Calculus requires mastery of the ability to factor polynomials and rational expressions, so it will not explain how to do this. Kahn Academy has videos on factoring quadratic expressions that you should review.

https://www.khanacademy.org/math/algebra2/polynomial_and_rational/quad_factoring/v/factoring-quadratic-expressions(5 votes)
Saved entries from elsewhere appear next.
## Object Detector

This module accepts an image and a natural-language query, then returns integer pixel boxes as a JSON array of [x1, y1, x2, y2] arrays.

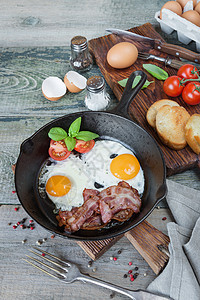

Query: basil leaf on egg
[[118, 76, 153, 89], [68, 117, 82, 137], [48, 127, 68, 141], [143, 64, 168, 80], [76, 131, 99, 141], [64, 136, 76, 151]]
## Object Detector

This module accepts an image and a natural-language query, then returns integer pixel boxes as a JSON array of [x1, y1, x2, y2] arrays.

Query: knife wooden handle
[[167, 58, 198, 69], [155, 40, 200, 63]]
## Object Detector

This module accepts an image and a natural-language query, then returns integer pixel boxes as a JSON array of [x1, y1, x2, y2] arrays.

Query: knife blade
[[106, 28, 200, 64]]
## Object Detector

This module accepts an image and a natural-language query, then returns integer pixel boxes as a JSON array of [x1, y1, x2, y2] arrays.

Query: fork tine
[[28, 250, 68, 271], [32, 246, 71, 266], [137, 52, 149, 59], [23, 258, 64, 280]]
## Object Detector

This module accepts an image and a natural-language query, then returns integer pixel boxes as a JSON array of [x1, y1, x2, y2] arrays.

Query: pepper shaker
[[70, 36, 93, 72], [85, 76, 111, 111]]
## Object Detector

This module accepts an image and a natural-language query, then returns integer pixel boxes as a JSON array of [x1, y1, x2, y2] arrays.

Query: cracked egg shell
[[42, 76, 67, 101], [64, 71, 87, 93]]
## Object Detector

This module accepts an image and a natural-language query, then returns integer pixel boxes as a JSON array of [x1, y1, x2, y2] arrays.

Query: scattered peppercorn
[[42, 238, 47, 242], [128, 261, 132, 266], [30, 226, 34, 230], [143, 273, 147, 277], [36, 240, 42, 245], [133, 273, 139, 279], [92, 267, 97, 272], [8, 222, 12, 226], [113, 257, 117, 261], [22, 239, 27, 244], [123, 274, 127, 278], [117, 250, 122, 254], [12, 191, 16, 194], [14, 207, 19, 211], [162, 217, 167, 221], [17, 221, 21, 225], [110, 292, 115, 298], [20, 224, 25, 229], [134, 266, 138, 271], [128, 270, 132, 274], [88, 261, 93, 268], [29, 220, 33, 223], [13, 225, 17, 229], [110, 256, 113, 261], [51, 234, 55, 239], [42, 253, 45, 257]]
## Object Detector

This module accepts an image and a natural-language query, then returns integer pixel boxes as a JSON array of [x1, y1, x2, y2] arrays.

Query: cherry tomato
[[74, 139, 95, 153], [182, 82, 200, 105], [49, 140, 71, 161], [177, 64, 199, 80], [163, 76, 184, 97]]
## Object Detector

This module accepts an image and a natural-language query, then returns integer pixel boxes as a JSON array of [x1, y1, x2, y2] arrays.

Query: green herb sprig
[[118, 75, 153, 89], [143, 64, 169, 80], [48, 117, 99, 151]]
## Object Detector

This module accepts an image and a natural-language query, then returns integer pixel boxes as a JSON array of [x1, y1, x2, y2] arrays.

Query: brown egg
[[160, 1, 182, 19], [176, 0, 197, 9], [195, 2, 200, 14], [182, 10, 200, 26], [64, 71, 87, 93], [107, 42, 138, 69]]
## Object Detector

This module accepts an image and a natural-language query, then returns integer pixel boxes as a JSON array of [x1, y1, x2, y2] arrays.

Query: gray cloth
[[147, 179, 200, 300]]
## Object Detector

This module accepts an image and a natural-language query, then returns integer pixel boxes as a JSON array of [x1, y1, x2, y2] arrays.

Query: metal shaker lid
[[86, 76, 105, 93], [71, 36, 88, 51]]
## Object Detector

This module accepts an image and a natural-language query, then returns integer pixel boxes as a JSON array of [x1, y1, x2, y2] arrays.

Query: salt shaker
[[85, 76, 111, 111], [70, 36, 93, 72]]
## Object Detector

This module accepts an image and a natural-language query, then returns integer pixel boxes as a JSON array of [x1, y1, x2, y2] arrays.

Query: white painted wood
[[0, 0, 163, 47]]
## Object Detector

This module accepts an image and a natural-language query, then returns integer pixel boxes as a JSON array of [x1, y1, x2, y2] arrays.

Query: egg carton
[[155, 8, 200, 52]]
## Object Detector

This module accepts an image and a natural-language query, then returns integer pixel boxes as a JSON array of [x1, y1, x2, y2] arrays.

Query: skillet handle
[[111, 70, 147, 119]]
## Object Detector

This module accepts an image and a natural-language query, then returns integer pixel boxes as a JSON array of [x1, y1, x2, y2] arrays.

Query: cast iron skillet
[[15, 70, 167, 241]]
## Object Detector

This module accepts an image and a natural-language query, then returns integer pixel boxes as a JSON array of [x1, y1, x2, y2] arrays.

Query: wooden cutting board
[[88, 23, 200, 176]]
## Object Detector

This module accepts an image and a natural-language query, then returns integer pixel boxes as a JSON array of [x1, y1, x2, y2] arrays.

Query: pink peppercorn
[[42, 253, 45, 257], [12, 191, 16, 194], [13, 225, 17, 229], [130, 277, 134, 282], [14, 207, 18, 211], [162, 217, 167, 221], [128, 270, 132, 274], [113, 257, 117, 261], [51, 235, 55, 239], [29, 220, 33, 223], [30, 226, 34, 230], [128, 262, 132, 266]]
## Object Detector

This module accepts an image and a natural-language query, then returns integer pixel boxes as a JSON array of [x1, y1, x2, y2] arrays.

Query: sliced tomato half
[[49, 139, 71, 161], [74, 139, 95, 153]]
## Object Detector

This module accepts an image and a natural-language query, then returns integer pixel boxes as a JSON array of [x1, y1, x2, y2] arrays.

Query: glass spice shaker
[[70, 36, 93, 72], [85, 76, 111, 111]]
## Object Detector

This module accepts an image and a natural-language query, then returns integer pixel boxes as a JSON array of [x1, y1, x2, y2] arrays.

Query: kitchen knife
[[106, 28, 200, 64]]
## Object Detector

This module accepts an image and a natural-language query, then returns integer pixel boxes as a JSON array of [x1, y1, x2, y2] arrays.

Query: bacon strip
[[57, 181, 142, 233]]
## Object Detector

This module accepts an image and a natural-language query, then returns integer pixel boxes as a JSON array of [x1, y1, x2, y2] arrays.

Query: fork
[[23, 247, 172, 300], [138, 52, 194, 70]]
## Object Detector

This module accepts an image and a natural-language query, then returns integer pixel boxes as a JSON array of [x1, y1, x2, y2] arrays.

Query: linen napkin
[[147, 179, 200, 300]]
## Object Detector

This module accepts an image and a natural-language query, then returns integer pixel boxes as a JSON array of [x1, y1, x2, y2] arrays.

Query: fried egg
[[41, 140, 144, 211], [82, 140, 144, 194]]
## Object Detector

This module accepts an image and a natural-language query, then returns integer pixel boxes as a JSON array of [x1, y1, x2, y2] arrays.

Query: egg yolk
[[110, 154, 140, 180], [46, 175, 71, 197]]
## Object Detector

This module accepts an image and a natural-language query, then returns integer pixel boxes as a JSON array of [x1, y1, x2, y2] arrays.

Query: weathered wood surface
[[0, 0, 166, 48], [0, 205, 173, 300], [89, 23, 200, 176], [0, 0, 199, 299]]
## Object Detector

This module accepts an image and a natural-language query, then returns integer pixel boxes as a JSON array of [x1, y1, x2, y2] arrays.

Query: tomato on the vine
[[182, 82, 200, 105], [163, 76, 184, 97], [49, 140, 71, 161], [177, 64, 199, 80]]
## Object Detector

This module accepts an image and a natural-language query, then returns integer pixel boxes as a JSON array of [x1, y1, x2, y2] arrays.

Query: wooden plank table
[[0, 1, 199, 299]]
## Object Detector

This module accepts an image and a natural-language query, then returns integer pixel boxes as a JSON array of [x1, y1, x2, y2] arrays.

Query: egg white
[[41, 140, 145, 211], [82, 140, 145, 194]]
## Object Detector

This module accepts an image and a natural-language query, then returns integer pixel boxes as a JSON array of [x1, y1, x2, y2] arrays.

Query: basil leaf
[[143, 64, 168, 80], [68, 117, 81, 137], [76, 131, 99, 141], [118, 76, 153, 89], [48, 127, 68, 141], [64, 136, 76, 151]]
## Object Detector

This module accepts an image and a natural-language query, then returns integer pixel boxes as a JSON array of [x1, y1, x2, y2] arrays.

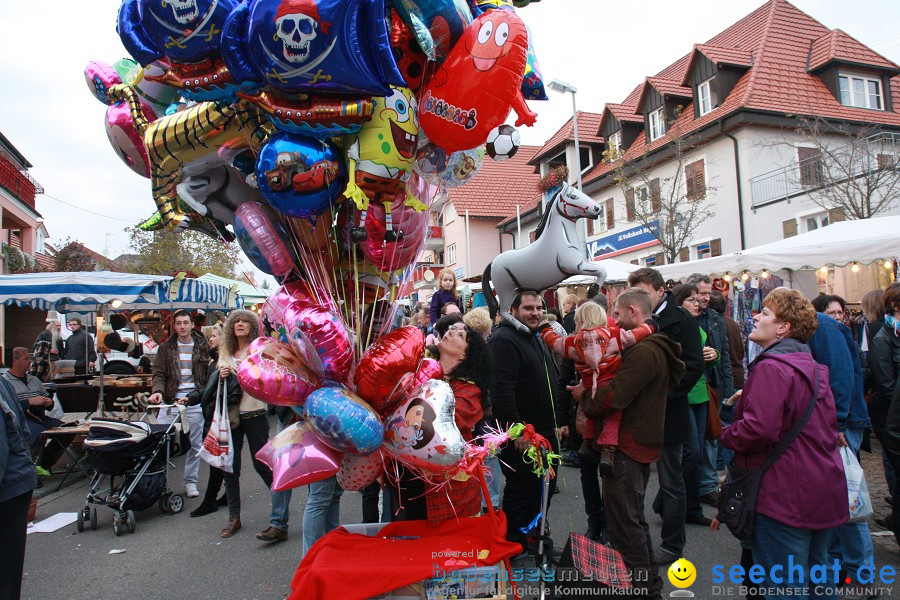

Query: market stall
[[0, 271, 242, 415], [654, 215, 900, 298]]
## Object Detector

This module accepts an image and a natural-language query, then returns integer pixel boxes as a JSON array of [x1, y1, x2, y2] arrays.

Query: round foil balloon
[[440, 146, 484, 188], [336, 451, 384, 491], [233, 202, 295, 277], [255, 421, 342, 491], [256, 132, 345, 219], [354, 327, 425, 414], [382, 379, 466, 471], [237, 337, 320, 406], [303, 387, 385, 455]]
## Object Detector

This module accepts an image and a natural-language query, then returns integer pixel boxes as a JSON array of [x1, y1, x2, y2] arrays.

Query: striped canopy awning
[[0, 271, 242, 312]]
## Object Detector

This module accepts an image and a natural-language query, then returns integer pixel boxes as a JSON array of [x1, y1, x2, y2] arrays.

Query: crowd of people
[[3, 264, 899, 600]]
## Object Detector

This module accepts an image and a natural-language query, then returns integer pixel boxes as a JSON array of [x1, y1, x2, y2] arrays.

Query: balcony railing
[[0, 151, 43, 209], [749, 132, 900, 208]]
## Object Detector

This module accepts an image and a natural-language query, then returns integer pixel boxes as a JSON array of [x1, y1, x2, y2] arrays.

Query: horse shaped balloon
[[482, 182, 606, 333]]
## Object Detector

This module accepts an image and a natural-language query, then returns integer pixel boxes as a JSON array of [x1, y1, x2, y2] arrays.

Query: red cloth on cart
[[288, 512, 521, 600]]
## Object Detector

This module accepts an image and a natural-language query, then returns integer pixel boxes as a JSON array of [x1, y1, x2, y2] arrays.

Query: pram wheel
[[113, 513, 123, 536], [90, 508, 98, 531], [126, 510, 136, 533], [76, 510, 85, 532], [168, 494, 184, 514], [159, 493, 171, 514]]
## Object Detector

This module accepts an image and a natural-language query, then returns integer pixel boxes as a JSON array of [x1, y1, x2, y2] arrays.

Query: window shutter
[[529, 230, 537, 243], [783, 219, 798, 238], [798, 147, 823, 187], [625, 189, 635, 221], [630, 259, 640, 265], [685, 163, 696, 199], [654, 252, 665, 265], [695, 161, 706, 195], [827, 208, 845, 222], [710, 238, 722, 257], [606, 199, 615, 229], [650, 178, 661, 213], [678, 247, 690, 262]]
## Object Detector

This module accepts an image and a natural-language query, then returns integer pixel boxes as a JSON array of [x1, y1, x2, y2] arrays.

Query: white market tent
[[0, 271, 242, 311], [198, 273, 269, 305], [655, 216, 900, 284]]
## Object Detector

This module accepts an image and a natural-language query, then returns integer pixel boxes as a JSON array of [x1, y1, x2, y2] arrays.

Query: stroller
[[77, 411, 185, 535]]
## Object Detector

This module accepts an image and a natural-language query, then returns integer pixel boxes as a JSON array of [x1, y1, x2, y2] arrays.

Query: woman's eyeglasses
[[684, 297, 701, 304]]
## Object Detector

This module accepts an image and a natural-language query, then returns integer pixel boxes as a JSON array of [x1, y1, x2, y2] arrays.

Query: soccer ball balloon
[[486, 125, 521, 161]]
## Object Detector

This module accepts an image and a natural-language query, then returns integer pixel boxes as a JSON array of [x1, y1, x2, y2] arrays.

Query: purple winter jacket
[[721, 338, 848, 530]]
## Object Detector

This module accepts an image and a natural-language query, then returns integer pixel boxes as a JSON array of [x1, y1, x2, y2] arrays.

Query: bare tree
[[784, 117, 900, 219], [605, 110, 716, 264]]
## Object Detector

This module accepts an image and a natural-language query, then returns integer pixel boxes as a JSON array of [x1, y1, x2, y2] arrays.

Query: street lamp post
[[548, 79, 587, 255]]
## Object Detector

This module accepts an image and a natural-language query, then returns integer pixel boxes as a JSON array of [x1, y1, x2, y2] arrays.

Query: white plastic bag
[[197, 381, 233, 473], [46, 395, 64, 420], [841, 447, 872, 523]]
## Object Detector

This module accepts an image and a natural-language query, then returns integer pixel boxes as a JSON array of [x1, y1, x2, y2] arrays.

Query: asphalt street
[[22, 420, 900, 600]]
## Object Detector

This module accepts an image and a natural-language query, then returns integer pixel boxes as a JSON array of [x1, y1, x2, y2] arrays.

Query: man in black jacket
[[489, 291, 560, 550], [628, 268, 704, 564], [62, 317, 97, 375]]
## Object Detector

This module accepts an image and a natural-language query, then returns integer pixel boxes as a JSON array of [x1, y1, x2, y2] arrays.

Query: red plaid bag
[[559, 533, 632, 590]]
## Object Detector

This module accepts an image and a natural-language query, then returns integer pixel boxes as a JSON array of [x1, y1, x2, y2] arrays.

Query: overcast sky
[[0, 0, 897, 263]]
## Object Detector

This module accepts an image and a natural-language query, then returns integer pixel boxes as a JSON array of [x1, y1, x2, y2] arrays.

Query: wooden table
[[55, 382, 152, 414]]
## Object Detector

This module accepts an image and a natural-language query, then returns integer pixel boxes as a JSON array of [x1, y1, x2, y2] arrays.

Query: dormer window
[[648, 108, 666, 141], [838, 73, 883, 110], [608, 131, 622, 154], [698, 79, 713, 116]]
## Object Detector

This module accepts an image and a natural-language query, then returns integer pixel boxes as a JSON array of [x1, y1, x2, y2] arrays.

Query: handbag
[[705, 383, 722, 440], [198, 380, 234, 473], [718, 366, 819, 540], [841, 446, 873, 523]]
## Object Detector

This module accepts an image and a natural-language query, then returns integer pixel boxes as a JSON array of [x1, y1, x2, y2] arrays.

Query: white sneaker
[[185, 483, 200, 498]]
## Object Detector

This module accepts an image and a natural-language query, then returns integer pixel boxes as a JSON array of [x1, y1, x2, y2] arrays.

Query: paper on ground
[[27, 512, 78, 534]]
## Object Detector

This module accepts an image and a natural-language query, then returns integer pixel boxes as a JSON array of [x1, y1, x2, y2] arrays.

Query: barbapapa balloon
[[418, 10, 536, 153]]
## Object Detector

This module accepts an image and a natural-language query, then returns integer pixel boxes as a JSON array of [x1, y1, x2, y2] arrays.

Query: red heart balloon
[[354, 327, 424, 414], [411, 358, 444, 388]]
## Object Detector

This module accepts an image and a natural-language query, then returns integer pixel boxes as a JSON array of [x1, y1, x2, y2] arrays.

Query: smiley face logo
[[667, 558, 696, 588]]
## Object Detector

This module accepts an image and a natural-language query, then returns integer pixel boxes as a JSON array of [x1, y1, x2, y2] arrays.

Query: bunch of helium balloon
[[84, 0, 545, 492]]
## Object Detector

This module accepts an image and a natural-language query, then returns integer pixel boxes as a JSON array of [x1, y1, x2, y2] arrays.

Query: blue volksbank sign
[[588, 220, 660, 259]]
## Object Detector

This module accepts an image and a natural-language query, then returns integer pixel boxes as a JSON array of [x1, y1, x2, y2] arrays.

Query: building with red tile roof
[[554, 0, 900, 266]]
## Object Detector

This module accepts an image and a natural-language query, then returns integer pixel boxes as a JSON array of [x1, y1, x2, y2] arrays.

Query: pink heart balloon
[[336, 450, 384, 491], [237, 337, 320, 406], [255, 422, 342, 492], [382, 379, 465, 472]]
- Isn't (x-1)/(x-1) = 0/0 ? Are you not canceling 0 with 0?(1 vote)
- As long as x≠1, (x-1)/(x-1) = 1

EG: x=5

(x-1)/(x-1) = 4/4 = 1

Try with any number, answer is 1.

BUT IF x = 1;

(x-1)/(x-1) = 0/0 = undefined, indeterminate, etc.(4 votes)

## Video transcript

Let's try to find the
limit as x approaches 1 of x to the third minus
1 over x squared minus 1. And at first when you just
try to substitute x equals 1, you get 0/0 1 minus
1 over 1 minus 1. So that doesn't help us. So let's see if we can try
to simplify this in some way. So you might
immediately recognize-- so let's rewrite this
expression right over here so it's x to the third
minus 1 over x squared minus 1. This on the bottom
immediately jumps out as a difference of squares. So we know on the
bottom that this could be factored as x
minus 1 times x plus 1. And so if somehow
this thing on the top also has an x minus 1 as a
factor, then that x minus 1 will cancel with
this, and then we're not going to have an
issue of dividing by 0. The reason why I care
about the x minus 1 term is that this is what's making
our denominator equal 0. When you say x equals 1, you
have 1 minus 1 times 1 plus 1. So 0 times 2, it's this 0
that's making our denominator 0. So if we can have an
x minus 1 up here, then we can cancel these out
for any x not equal to 1. And then we might have
a much simpler thing to find the limit of. So let's think about whether
x to the third minus 1 is the product of x minus
1 and something else. And to do that we
can do a little bit of algebraic long division. Some of you guys might already
recognize a pattern here, but we'll try to do-- well,
let's divide x minus 1 into it to see whether
it divides evenly into x to the third minus 1. So x minus 1-- we just
look at the highest degree term-- x goes into x to
the third x squared times. Goes x squared times. Actually, let me
do it this way so that way we can keep
track of the place. So this would be x-- this
would be the second degree place, first degree place, and
this would be the constant. So x to the third minus 1. x goes into x to the
third x squared times. x squared times x
is x to the third. x squared times negative
1 is minus x squared. And now we're going to
want to subtract this. So we are then left
with x squared. x goes into x squared
x times plus x. x times x is x squared. x times minus 1 is minus x. And once again we're
going to subtract this. We'll swap the signs,
negative and positive. And so these cancel out,
and we're left with x. And then we bring
down a minus 1. x minus 1 goes into x
minus 1 exactly one time. 1 times x minus 1 is x minus 1. And then you subtract, and
then you have no remainder. So this numerator
right over here can be factored as x minus 1
times x squared plus x plus 1. And so we can say that this
is the same exact thing. We can have these cancel out if
we assume x does not equal 1. So that is equal to x squared
plus x plus 1 over x plus 1, for x does not equal 1. And that's completely
fine, because we're not evaluating x equals 1. We're evaluating
as x approaches 1. So this is going to be the
same thing as the limit as x approaches 1 of x squared
plus x plus 1 over x plus 1. And now this is
much easier to find. You could literally
just say, well, what happens as we get
right to x equals 1? Then you have 1 squared,
which is 1 plus 1 plus 1, which is 3, over
1 plus 1, which is 2. So we get that equaling 3/2.